Tuesday, January 30, 2007 10:02 PM

Caliban

a savage and deformed slave in Shakespeare's The Tempest

Tuesday, January 30, 2007 10:10 PM

Feedback keeps you on your toes, though

Cry me a river, Mr. Kamiya.

Whew, had to get that out of my system. Onward.

I'm a writer for a video game company, among other things. The best thing I ever did for my skills was writing to fans in online forums. Yes, readers are idiots. Yes, readers are mean in ways I never even imagined people could be mean. Yes, readers take the smallest ambiguity in any sentence, misconstrue it, and run with it to places that I didn't even know were places.
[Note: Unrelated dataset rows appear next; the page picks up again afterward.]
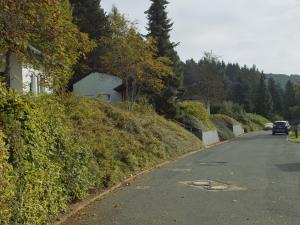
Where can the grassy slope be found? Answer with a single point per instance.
(224, 125)
(54, 150)
(293, 138)
(127, 140)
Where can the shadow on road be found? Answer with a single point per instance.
(289, 167)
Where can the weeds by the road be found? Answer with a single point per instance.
(293, 137)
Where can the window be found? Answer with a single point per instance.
(105, 97)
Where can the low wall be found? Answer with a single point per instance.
(237, 130)
(210, 137)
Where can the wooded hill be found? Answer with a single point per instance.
(282, 79)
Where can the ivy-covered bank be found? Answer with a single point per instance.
(55, 149)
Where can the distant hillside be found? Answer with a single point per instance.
(282, 79)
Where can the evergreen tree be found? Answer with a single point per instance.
(289, 98)
(264, 105)
(276, 94)
(159, 27)
(91, 19)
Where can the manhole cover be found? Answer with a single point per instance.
(179, 170)
(211, 185)
(142, 187)
(213, 163)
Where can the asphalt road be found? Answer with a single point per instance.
(261, 172)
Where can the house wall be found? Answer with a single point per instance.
(99, 84)
(23, 78)
(16, 78)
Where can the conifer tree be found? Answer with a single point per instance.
(276, 94)
(159, 27)
(264, 105)
(289, 98)
(91, 19)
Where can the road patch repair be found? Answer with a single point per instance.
(211, 185)
(213, 163)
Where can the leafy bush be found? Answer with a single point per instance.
(193, 109)
(224, 126)
(55, 149)
(7, 187)
(250, 121)
(124, 141)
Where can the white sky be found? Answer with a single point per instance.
(261, 32)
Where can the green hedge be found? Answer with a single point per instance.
(191, 111)
(55, 149)
(224, 126)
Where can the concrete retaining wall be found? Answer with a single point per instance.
(210, 137)
(237, 130)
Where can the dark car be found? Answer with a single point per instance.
(281, 127)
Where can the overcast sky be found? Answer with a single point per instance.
(261, 32)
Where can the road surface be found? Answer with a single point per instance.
(257, 178)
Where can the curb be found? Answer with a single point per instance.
(74, 209)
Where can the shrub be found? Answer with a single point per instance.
(7, 186)
(224, 126)
(197, 110)
(55, 149)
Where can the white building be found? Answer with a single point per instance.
(99, 85)
(23, 77)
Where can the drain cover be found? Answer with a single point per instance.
(179, 170)
(211, 185)
(213, 163)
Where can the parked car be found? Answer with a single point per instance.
(281, 127)
(268, 126)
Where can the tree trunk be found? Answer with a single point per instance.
(7, 68)
(208, 106)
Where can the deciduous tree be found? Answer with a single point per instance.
(134, 59)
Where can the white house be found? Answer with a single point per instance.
(23, 77)
(99, 85)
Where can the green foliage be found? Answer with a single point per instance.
(208, 85)
(7, 185)
(92, 20)
(123, 142)
(195, 109)
(289, 98)
(134, 59)
(159, 28)
(277, 96)
(55, 149)
(264, 103)
(250, 121)
(224, 126)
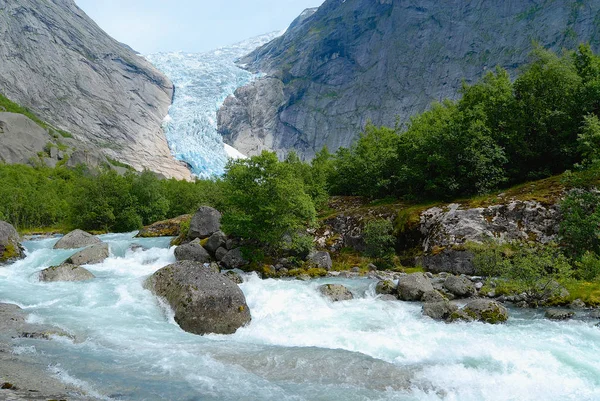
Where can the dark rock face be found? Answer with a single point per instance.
(90, 255)
(203, 301)
(205, 222)
(192, 251)
(413, 286)
(76, 239)
(10, 248)
(336, 292)
(357, 60)
(65, 272)
(57, 62)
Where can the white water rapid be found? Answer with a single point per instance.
(202, 82)
(298, 346)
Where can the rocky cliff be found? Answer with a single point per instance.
(352, 61)
(57, 62)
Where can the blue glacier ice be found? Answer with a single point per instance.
(202, 82)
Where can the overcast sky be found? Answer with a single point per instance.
(191, 25)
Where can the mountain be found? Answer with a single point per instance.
(58, 63)
(354, 61)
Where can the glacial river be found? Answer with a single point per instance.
(298, 347)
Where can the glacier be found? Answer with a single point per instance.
(202, 82)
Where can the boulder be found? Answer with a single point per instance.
(486, 310)
(192, 251)
(440, 310)
(385, 287)
(65, 272)
(459, 286)
(412, 287)
(234, 259)
(320, 259)
(203, 301)
(336, 292)
(76, 239)
(215, 241)
(559, 314)
(205, 222)
(90, 255)
(10, 248)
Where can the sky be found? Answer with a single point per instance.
(151, 26)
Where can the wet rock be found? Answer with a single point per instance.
(459, 286)
(90, 255)
(215, 241)
(559, 314)
(65, 272)
(413, 286)
(234, 259)
(192, 251)
(203, 301)
(336, 292)
(440, 310)
(384, 287)
(486, 310)
(10, 248)
(76, 239)
(205, 222)
(321, 259)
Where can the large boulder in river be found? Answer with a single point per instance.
(192, 251)
(10, 248)
(412, 287)
(90, 255)
(203, 301)
(76, 239)
(65, 272)
(336, 292)
(205, 222)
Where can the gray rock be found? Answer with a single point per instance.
(203, 301)
(357, 60)
(215, 241)
(65, 272)
(486, 310)
(460, 286)
(321, 259)
(90, 255)
(77, 239)
(234, 259)
(385, 287)
(220, 254)
(559, 314)
(413, 286)
(74, 76)
(205, 222)
(440, 310)
(336, 292)
(192, 251)
(10, 248)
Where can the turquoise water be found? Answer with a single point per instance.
(298, 346)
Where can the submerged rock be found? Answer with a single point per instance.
(65, 272)
(10, 248)
(205, 222)
(91, 255)
(192, 251)
(336, 292)
(76, 239)
(412, 287)
(559, 314)
(203, 301)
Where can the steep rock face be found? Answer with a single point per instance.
(56, 61)
(357, 60)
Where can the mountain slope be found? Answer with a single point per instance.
(358, 60)
(57, 62)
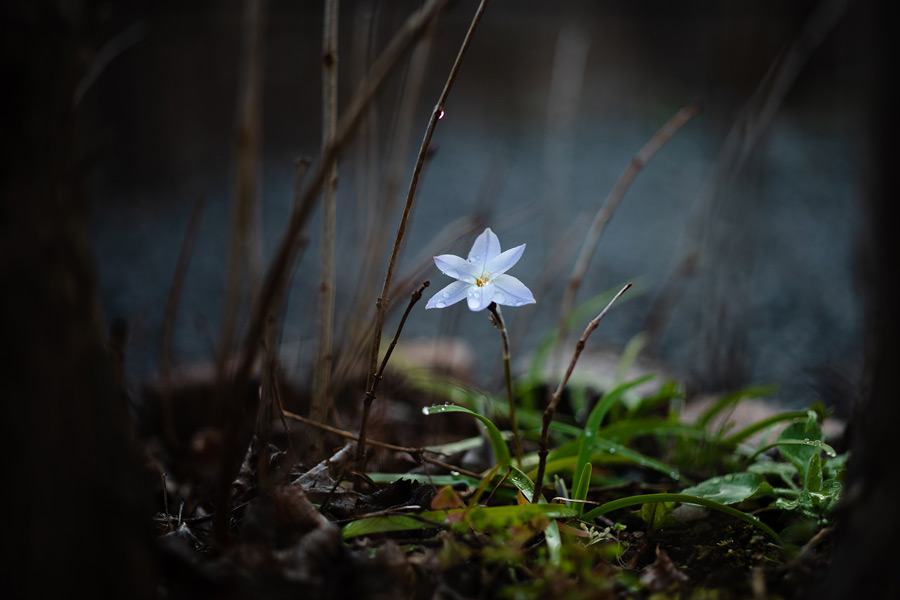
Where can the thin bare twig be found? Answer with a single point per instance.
(244, 245)
(381, 304)
(605, 213)
(417, 452)
(236, 435)
(321, 397)
(376, 378)
(554, 400)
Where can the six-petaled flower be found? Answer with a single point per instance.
(482, 279)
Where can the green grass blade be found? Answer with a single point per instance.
(743, 434)
(588, 439)
(684, 499)
(501, 451)
(580, 493)
(482, 518)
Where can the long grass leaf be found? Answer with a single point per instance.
(684, 499)
(501, 451)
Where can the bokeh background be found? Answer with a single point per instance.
(743, 231)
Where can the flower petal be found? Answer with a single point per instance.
(451, 294)
(504, 261)
(509, 291)
(457, 267)
(486, 247)
(480, 298)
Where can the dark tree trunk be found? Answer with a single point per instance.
(78, 524)
(868, 536)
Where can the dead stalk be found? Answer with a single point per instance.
(416, 452)
(376, 378)
(603, 216)
(554, 400)
(382, 302)
(236, 437)
(321, 398)
(244, 248)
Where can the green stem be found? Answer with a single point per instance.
(497, 319)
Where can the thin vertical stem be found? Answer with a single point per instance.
(497, 320)
(603, 216)
(321, 400)
(554, 400)
(376, 377)
(235, 438)
(381, 303)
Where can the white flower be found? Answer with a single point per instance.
(482, 278)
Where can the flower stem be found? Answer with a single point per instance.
(497, 320)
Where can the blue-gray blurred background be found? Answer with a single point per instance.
(742, 230)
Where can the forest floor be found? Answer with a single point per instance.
(288, 537)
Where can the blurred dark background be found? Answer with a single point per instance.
(123, 114)
(552, 102)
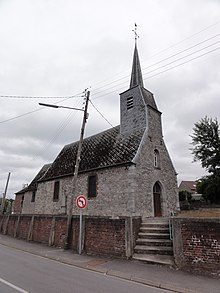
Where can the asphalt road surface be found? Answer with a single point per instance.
(24, 272)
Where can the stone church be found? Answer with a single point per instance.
(124, 171)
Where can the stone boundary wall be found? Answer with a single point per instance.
(101, 235)
(196, 244)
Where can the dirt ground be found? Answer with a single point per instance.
(201, 213)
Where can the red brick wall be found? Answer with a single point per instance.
(102, 235)
(105, 236)
(197, 245)
(17, 204)
(11, 225)
(41, 229)
(23, 228)
(59, 231)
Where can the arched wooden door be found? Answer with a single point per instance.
(157, 200)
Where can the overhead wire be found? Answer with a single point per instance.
(176, 60)
(31, 112)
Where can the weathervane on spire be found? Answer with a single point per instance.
(135, 33)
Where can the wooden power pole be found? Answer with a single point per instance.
(4, 194)
(75, 176)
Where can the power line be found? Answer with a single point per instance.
(183, 63)
(31, 112)
(165, 66)
(39, 97)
The main thing I learned, writing online, is that most people really are that stupid. The purpose of writing, as I see it, is communication. If someone simply doesn't understand what I just wrote, if someone places the wrong emphasis on what I wrote, if someone understands what I wrote but isn't convinced, if someone now thinks I'm a neo-Nazi devil worshipper and wishes me dead because of what I wrote, I'd like to know that. I may stomp around in a little circle having a hissy and spend dinner explaining to my husband exactly how wrong-headed imamoronnoreally77 is, but then I get to look at what I wrote and see if I can idiot-proof it. It goes back out. More yokels light torches, but a few of the previous torch-bearing yokels douse their torches and come over to my side. The process improves my writing skills in the same way that having a digital camera which allowed me to view my pictures instantly improved my photography skills. I haven't mastered the art (my photography isn't great either) but I'm learning. Now, when I write something, I can say, "Every person of subgroup X reading this is going to think I mean something totally different from what I intend and take offense right here. How can I rephrase it to avoid the problem?"

Trust me, there were people out there who misunderstood you and personally wished you harm because of the things you wrote before the internet. You just couldn't see them. Wouldn't you rather see them? I know I would. I'd rather they didn't exist at all, if I had a choice, but since I don't have a magic wand to chance people into clones of myself, I'd rather know what people are thinking than not know.

One last thing... not every explosion of reader hatred is the result of cranks. Sometimes even calm, reasonable readers respond with hatred to an article which is hateful. Before you start censoring letters, please take a long hard look at what readers are saying.